Similar to how the original sets itself up, we follow former convict Dell (Hart) as he’s begrudgingly going from job interview to job interview just so he can obtain their signature to prove to his parole officer he’s looking for work. He approaches his current job interview with the same attitude, only to earn the attention of his potential employer, billionaire Phillip Lacasse (Cranston) who has been left a quadriplegic following a paragliding accident, and against the wishes of his assistant Yvonne (Nicole Kidman) hires him as his new live-in carer, despite Dell being more than unqualified for the position. Soon, the two men – who both hail from different worlds, Dell from the impoverished districts of New York where his estranged wife (Aja Naomi King) and son are living in a rundown apartment, and Phillip in the comfort of his swanky penthouse with opera music blaring through the speakers – become good friends, and teach each other the important values of life and how best to live it.
This is a far more dialled-down vehicle for Kevin Hart, who has previously made a career out of being in obnoxious comedies like Night School and Ride Along, but not necessarily a course-correctional one, either. The script has him doing a lot of the standard Hart schtick, riffing on certain topics in a mini stand-up set in the middle of a scene as well as reacting to gross-out humour on occasion – there’s a scene that seems to go on for an eternity about changing Cranston’s character’s catheter – but here, the overall tone leans a lot more toward the dramatic side, which makes those moments feel even more out of place than a more standard Hart movie. You have a hard time trying to figure out which parts of this film you’re meant to laugh at or take incredibly seriously, because the way it’s shot and how the music is playing tells us that it’s a dreary affair, but the script and parts of Hart’s delivery are telling us that it’s meant to be more light-hearted than that. This film’s tone is odd, in that regard, because you’re unsure of its overall intent since it’s throwing different things at you simultaneously and you, like the film, don’t know which one to focus more on.

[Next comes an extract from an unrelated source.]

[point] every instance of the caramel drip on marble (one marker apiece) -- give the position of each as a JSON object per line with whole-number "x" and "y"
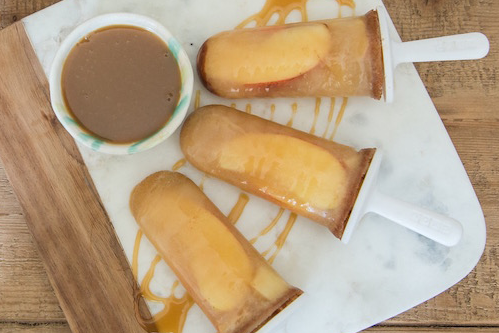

It’s also one of those films that you can correctly predict from the moment it starts; the opening scene, which is of the two leads evading police cars in a chase, is revealed to be a flash-forward to later in the movie before it cuts back to six months earlier when the story properly begins, which right there is when the film shoots itself in the foot because everything that follows after in terms of dramatic twist or character revelation is undone because we now know what’s going to happen to them later on. Even the stuff that does follow on from that is all stuff you’ve seen before, the Odd Couple formula about two guys who at first don’t get along but soon become the best of friends, with revelation after revelation that continuously tests their friendship, leading up to a big climax (glimpsed at in the opening scene) that sees them coming back together again after a third-act break-up, if you will. It doesn’t do much with these tropes to set itself apart from movies that do them much better, and so it becomes less entertaining and more boring than anything because you’re counting down the moments until the next predictable moment. It’s unfortunate, because both Hart and Cranston do have good chemistry together, and they both do very well in the movie, but they’re both saddled with a script that has them playing out these ancient parts with not much that’s added to make them feel fresh and new.
As much as he really is trying in this, The Upside is yet another unfortunate misstep for Kevin Hart, especially at a time when he could really use a win after that whole Oscars debacle.
SO, TO SUM UP…
The Upside has good intentions, as well as a decent pairing of Kevin Hart and Bryan Cranston, but unfortunately they are both stuck with a script that uses several buddy movie clichés and doesn’t add anything of interest to make it a more entertaining watch.